What are the policy implications of this approach? One interesting issue is environmental policy and climate change. In national and international politics, climate change is an inevitable issue for the 21st century. Already in the United States, liberals and conservatives, Democrats and Republicans, are battling over this global environmental issue. The result has been gridlock on the issue for more than 10 years now. Can systemism offer some common ground for understanding climate change?

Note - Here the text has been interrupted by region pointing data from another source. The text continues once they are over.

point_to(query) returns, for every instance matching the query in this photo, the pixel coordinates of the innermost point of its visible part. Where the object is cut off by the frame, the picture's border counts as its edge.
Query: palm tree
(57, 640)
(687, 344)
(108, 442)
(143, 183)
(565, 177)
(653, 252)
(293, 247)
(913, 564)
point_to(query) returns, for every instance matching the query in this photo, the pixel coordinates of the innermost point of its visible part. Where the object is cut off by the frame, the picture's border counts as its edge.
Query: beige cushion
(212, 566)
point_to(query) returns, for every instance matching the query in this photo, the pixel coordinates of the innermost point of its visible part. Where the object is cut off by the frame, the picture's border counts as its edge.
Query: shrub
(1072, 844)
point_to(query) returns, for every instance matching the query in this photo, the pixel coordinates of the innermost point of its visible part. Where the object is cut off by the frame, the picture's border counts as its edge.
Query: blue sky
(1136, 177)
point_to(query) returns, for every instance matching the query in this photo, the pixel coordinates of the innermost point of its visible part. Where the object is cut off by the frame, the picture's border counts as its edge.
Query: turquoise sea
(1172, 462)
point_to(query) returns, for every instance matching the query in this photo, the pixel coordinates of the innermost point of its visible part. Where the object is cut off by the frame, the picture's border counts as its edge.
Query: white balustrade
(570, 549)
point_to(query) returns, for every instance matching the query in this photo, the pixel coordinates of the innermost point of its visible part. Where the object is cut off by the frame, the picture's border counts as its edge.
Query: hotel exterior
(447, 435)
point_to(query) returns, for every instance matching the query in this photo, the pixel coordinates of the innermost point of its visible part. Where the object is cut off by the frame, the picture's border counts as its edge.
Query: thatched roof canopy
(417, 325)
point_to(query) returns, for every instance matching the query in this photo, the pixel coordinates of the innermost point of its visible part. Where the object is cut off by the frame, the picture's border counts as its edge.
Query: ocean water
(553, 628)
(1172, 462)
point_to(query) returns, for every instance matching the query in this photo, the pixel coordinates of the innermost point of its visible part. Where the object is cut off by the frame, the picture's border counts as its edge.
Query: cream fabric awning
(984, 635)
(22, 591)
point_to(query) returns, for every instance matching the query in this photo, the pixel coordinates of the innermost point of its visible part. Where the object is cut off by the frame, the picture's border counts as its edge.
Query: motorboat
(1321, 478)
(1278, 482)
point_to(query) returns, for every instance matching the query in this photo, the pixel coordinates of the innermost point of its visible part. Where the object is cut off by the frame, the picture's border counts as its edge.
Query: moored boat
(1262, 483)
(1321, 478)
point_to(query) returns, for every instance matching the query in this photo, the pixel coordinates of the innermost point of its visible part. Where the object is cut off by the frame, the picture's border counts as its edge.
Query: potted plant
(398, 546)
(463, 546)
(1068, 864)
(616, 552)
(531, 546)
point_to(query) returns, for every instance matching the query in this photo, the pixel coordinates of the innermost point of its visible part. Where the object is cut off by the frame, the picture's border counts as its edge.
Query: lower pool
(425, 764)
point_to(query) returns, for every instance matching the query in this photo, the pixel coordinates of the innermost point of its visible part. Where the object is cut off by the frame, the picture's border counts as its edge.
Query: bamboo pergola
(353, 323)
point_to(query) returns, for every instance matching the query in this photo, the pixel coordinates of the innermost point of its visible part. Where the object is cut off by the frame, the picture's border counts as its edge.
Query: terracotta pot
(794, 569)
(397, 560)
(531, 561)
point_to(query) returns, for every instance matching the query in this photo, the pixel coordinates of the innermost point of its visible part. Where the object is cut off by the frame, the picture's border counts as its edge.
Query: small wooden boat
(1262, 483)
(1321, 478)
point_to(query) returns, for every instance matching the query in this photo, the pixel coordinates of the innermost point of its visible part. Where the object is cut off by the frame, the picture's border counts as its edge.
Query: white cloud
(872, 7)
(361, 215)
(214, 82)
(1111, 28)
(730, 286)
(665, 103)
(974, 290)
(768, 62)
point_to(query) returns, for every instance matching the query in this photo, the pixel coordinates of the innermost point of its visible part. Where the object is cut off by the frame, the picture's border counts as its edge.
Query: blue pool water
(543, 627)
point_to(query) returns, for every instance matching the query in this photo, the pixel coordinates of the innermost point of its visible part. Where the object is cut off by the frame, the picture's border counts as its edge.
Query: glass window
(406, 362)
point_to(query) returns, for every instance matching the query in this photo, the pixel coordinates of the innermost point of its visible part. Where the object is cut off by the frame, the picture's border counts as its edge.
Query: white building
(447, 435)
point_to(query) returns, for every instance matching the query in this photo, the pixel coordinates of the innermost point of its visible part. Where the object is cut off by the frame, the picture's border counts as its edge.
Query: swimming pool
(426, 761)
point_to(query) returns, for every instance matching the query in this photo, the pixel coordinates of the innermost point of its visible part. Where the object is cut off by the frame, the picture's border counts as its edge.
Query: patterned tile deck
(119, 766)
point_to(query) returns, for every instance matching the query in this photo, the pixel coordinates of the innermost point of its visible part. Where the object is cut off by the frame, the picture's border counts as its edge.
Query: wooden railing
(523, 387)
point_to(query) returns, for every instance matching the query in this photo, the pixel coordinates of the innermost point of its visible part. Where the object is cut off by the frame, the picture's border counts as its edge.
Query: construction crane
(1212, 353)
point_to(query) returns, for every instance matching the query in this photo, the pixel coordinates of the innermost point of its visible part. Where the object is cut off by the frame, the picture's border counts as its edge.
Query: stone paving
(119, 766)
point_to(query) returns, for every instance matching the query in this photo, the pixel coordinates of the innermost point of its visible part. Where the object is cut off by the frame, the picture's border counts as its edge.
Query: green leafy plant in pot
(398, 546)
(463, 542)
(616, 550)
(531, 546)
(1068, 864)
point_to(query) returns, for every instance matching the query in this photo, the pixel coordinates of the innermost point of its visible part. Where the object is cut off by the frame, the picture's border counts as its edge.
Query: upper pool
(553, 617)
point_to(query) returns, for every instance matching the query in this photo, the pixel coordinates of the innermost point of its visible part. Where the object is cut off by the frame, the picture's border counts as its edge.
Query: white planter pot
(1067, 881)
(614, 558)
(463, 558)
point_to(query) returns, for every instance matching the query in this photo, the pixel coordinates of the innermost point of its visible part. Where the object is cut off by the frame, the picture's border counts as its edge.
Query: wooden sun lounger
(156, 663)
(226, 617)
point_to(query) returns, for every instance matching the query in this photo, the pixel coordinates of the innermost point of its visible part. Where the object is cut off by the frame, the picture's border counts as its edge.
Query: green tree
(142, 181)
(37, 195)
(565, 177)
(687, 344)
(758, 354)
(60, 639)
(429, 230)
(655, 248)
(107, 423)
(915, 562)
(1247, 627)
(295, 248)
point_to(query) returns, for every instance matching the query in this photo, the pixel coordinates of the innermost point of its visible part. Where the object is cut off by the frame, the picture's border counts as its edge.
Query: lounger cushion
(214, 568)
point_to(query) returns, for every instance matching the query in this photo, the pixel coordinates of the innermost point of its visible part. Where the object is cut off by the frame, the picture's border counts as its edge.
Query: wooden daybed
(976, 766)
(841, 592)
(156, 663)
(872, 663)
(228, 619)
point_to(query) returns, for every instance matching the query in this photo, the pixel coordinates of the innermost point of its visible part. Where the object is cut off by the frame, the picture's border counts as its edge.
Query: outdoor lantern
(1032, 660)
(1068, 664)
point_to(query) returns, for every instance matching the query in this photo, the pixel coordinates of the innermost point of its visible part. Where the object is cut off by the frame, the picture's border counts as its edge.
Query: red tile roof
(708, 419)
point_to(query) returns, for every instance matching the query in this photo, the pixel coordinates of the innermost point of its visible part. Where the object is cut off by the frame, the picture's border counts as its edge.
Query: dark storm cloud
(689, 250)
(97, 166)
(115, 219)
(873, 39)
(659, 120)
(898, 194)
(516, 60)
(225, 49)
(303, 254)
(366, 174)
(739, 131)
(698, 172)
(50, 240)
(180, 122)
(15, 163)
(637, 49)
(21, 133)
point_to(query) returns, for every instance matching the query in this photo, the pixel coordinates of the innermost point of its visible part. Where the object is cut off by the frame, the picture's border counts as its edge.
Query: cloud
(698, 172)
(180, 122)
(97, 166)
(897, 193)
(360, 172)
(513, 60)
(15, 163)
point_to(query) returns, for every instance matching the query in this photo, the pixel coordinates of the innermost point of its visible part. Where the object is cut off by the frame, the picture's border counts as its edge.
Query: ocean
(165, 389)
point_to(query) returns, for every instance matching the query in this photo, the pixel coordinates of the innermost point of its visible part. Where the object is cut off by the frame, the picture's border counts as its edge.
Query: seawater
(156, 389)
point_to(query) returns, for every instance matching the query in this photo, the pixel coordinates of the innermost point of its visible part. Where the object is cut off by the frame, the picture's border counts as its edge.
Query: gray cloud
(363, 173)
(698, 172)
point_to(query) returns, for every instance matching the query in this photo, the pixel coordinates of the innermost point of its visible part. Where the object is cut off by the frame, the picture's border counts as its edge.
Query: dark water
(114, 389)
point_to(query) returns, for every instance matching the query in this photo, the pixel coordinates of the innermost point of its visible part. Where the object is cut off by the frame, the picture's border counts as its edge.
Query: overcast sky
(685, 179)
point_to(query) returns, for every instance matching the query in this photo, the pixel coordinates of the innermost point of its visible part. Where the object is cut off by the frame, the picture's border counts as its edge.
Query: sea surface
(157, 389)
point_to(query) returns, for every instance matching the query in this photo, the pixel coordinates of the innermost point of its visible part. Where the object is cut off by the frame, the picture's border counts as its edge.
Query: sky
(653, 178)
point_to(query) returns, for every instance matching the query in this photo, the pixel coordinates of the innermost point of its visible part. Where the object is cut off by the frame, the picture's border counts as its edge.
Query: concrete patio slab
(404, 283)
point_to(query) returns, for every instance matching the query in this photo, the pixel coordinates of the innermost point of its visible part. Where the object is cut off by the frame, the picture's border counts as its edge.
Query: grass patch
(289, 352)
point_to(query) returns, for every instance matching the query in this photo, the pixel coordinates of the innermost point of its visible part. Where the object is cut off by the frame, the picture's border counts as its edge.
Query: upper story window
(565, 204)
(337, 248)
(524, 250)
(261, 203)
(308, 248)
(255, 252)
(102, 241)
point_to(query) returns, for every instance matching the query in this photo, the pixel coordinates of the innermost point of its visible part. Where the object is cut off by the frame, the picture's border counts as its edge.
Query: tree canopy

In the climate change debate, some argue that human action is the cause. Others postulate that while humans may have some responsibility for climate change, this phenomenon is based in a natural cycle of warming and cooling that has occurred for thousands of years. The crux of the climate change problem is that global warming has both known and unknown ramifications that impact individuals, regions, governments, and continents differently. The scale of the natural hazards that could be unleashed by continuing global warming trends does not fit current climate models. In spite of all our greatest efforts, predicting the intensity or location of the consequences of global warming is nearly impossible at this point.

In the past, most research has ignored the complex interrelationships among individual human groups, their environment, their social constructions, and the myriad different organisms and structures that interact with them each day. Because of this oversight, much information about climate changes and their impact has not been gathered. How does society address a problem whose scope is unfathomable at our current level of understanding? By addressing all known aspects of the problem, implementing policy to mitigate all known impacts, and preparing for all unknown impacts simultaneously. Systemism may provide an important framework to address the climate change issue through its systematic and climatological aspects for 21st-century global public policy.

V. Conclusion

This research paper distinguishes two main methodological approaches, holism and individualism, and associates with them policy prescriptions of centralism and laissez-faire. Between these two perspectives, systemism offers a moderate way and common ground for reduction of political and social conflicts. Because of the nature of systems, the systemism approach may be more a mosaic than a single approach. It includes bits and pieces from a variety of disciplines. At the same time, interdisciplinary efforts can increase systemism’s applicability to diverse fields. Systemism has influenced our current research methods in the areas of system analysis, case study, survey research, simulation, and sensitivity analysis. For political science in the 21st century, systemism will continue to contribute to our discussion of the political process, policy making, and management issues.

Bibliography:

  1. Blakely, E. J. (2007). Urban planning for climate change. Cambridge, MA: Lincoln Institute of Land Policy.
  2. Bunge, M. (2000). Systemism: The alternative to individualism and holism. Journal of Socio-Economics, 29, 147 157.
  3. Coleman, J. S. (1990). Foundations of social theory. Cambridge, MA: Harvard University Press.
  4. Collins, R. (1998). The sociology of philosophies: A global theory of intellectual change. Cambridge, MA: Harvard University Press.
  5. Denis, A. (2003). Methodology and policy in economic thought: A response to Mario Bunge. Journal of Socio-Economics, 32, 219 226.
  6. Easton, D. (1965). A systems analysis of political life. New York: Wiley.
  7. Morgan, D. R., & Pelissero, J. P. (1980). Urban policy: Does political structure matter? American Political Science Review, 74(4), 999 1006.
  8. Pelissero, J. P. (Ed.). (2003). Cities, politics, and policy. Washington, DC: CQ Press.
  9. Starling, G. (2007). Managing the public sector (8th ed.). New York: Thomson Wadsworth.
  10. Williams, O. P., & Adrian, C. R. (1963). Four cities: A study in comparative policy making. Philadelphia: University of Pennsylvania Press.